Decision trees are a supervised learning technique used for both classification and regression problems. A decision tree creates a piecewise constant approximation function for the training data. Decision trees are used in data mining and supervised learning because they are robust to many problems with real world data, such as missing values, irrelevant variables, outliers in input variables, and differences in variable scales.

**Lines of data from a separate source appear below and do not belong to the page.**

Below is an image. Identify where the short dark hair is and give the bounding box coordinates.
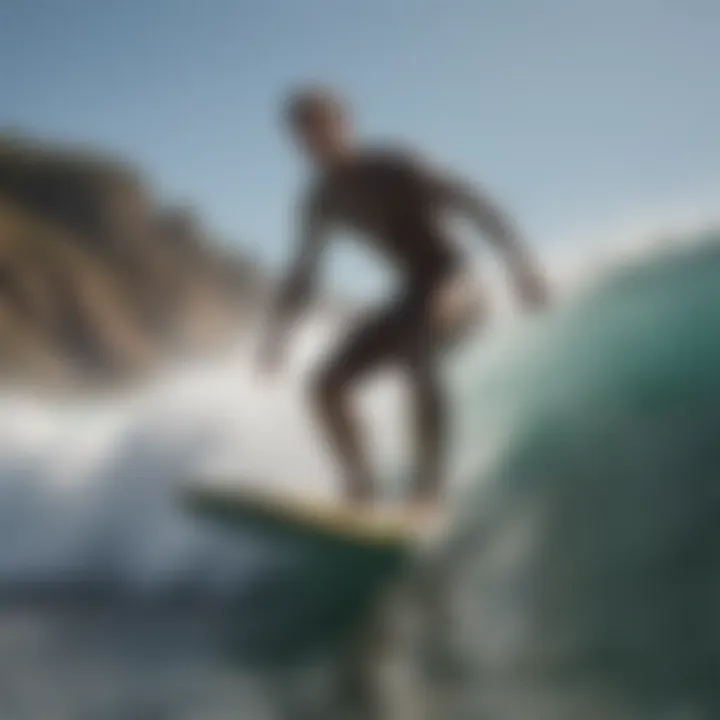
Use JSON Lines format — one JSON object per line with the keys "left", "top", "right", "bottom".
{"left": 283, "top": 85, "right": 347, "bottom": 128}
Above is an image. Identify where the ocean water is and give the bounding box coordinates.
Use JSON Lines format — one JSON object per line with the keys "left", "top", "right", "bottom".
{"left": 0, "top": 230, "right": 718, "bottom": 719}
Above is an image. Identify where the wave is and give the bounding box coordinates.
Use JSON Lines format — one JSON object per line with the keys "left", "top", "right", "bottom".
{"left": 0, "top": 222, "right": 716, "bottom": 598}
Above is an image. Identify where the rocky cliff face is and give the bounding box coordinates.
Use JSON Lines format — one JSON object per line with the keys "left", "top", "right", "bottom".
{"left": 0, "top": 135, "right": 265, "bottom": 388}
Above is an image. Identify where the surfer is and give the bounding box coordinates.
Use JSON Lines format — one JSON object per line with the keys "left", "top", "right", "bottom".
{"left": 258, "top": 86, "right": 547, "bottom": 513}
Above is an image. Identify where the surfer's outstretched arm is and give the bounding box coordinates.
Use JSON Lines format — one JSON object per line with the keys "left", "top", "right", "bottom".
{"left": 259, "top": 191, "right": 328, "bottom": 370}
{"left": 432, "top": 171, "right": 548, "bottom": 307}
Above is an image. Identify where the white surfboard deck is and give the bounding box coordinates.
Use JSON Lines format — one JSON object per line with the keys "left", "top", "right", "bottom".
{"left": 183, "top": 479, "right": 446, "bottom": 548}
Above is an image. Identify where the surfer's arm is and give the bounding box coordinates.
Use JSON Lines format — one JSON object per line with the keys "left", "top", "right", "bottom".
{"left": 259, "top": 192, "right": 329, "bottom": 368}
{"left": 433, "top": 172, "right": 548, "bottom": 307}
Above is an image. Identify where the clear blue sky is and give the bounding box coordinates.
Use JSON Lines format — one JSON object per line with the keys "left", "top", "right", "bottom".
{"left": 1, "top": 0, "right": 719, "bottom": 293}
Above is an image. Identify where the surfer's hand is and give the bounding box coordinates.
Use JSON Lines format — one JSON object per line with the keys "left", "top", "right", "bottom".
{"left": 258, "top": 350, "right": 284, "bottom": 376}
{"left": 515, "top": 266, "right": 549, "bottom": 310}
{"left": 257, "top": 336, "right": 286, "bottom": 376}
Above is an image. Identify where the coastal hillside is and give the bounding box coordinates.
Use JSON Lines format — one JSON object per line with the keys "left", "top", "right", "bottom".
{"left": 0, "top": 135, "right": 265, "bottom": 388}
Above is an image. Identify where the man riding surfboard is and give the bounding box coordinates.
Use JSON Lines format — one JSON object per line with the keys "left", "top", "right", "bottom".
{"left": 258, "top": 86, "right": 548, "bottom": 517}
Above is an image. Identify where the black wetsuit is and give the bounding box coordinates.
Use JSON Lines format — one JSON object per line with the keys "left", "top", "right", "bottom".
{"left": 276, "top": 144, "right": 528, "bottom": 501}
{"left": 303, "top": 147, "right": 464, "bottom": 376}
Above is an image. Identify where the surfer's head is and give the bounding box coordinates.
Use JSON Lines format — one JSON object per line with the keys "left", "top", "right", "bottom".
{"left": 283, "top": 85, "right": 354, "bottom": 168}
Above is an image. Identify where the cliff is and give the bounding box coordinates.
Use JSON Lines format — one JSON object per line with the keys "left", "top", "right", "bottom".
{"left": 0, "top": 135, "right": 265, "bottom": 388}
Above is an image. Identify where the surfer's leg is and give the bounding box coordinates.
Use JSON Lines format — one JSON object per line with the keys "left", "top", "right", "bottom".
{"left": 397, "top": 281, "right": 448, "bottom": 507}
{"left": 313, "top": 370, "right": 373, "bottom": 502}
{"left": 408, "top": 351, "right": 445, "bottom": 503}
{"left": 407, "top": 269, "right": 482, "bottom": 504}
{"left": 313, "top": 308, "right": 402, "bottom": 503}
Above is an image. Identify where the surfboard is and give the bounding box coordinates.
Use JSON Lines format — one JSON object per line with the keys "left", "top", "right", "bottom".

The single decision tree algorithm, implemented in the Decision Tree Functions, is easy to use and has few variables to tune. However, it is prone to over-fitting and high variance. To help address this issue, the ML Engine provides the Decision Forest Functions, AdaBoost Functions, and XGBoost Functions. These functions create many trees from the same data set and combine the results to reduce the variance and the risk of over-fitting.
Decision Tree Basics
Suppose that you want to predict the value of a variable, y, and you have two predictor variables, x1 and x2. You want to model y as a function of x1 and x2 (y = f(x1, x2)).
You can visualize x1 and x2 as forming a plane, and values of y at particular coordinates of (x1, x2) rising from the plane in the third dimension. A decision tree partitions the plane into rectangles and assigns each partition to predict a constant value of y, which is usually the average value of all the y values in that region. You can extend this two-dimensional example into arbitrarily many dimensions to fit models with large numbers of predictors.
In this example, the x1-x2 plane has four regions, R1, R2, R3 and R4. The predicted value of y for any test observation in R1 is the average value of y for all training observations in R1.
This information can be represented by a decision tree:
The algorithm starts at the Root node. If the x1 value for a data point is greater than 5, the algorithm follows the right path; if the value of x1 is less than 5, the algorithm follows the left path. At each subsequent node, the algorithm determines which branch to follow, until it reaches a leaf node, to which it assigns a prediction value.
Decision Tree Advantages
- Decision trees are easy to visualize and understand.
- Decision trees offer an interpretable reason for their decisions.
For example: Person X is high-risk because his income is below C, his total debt is above D, and his age is below A.
- Decision trees are robust to spurious, co-linear, and correlated input variables.
Decision Tree Disadvantages
- Decision tree training is a highly unstable procedure.
Small differences in the training set can cause very different decision tree structures, and often very different outcomes.
- Because they are piecewise-constant approximations, observations on regional boundaries are prone to high error rates.
Boosting and Decision Trees
Boosting is a technique that develops a strong classifying algorithm from a collection of weak classifying algorithms. A classifying algorithm is weak if its correct classification rate is slightly better than random guessing (which is 50% for binary classification). The intuition behind boosting is that combining a set of predictions, each of which has more than 50% probability of being correct, can produce an arbitrarily accurate predictor function.
- Its growth is based on binary splitting, which can introduce inaccuracy in classification.
- An incorrect decision at one tree level propagates to the next level.
Boosting is sensitive to noise in the data. Because weak classifiers are likely to incorrectly classify outliers, the algorithm weights outliers more heavily with each iteration, thereby increasing their influence on the final result.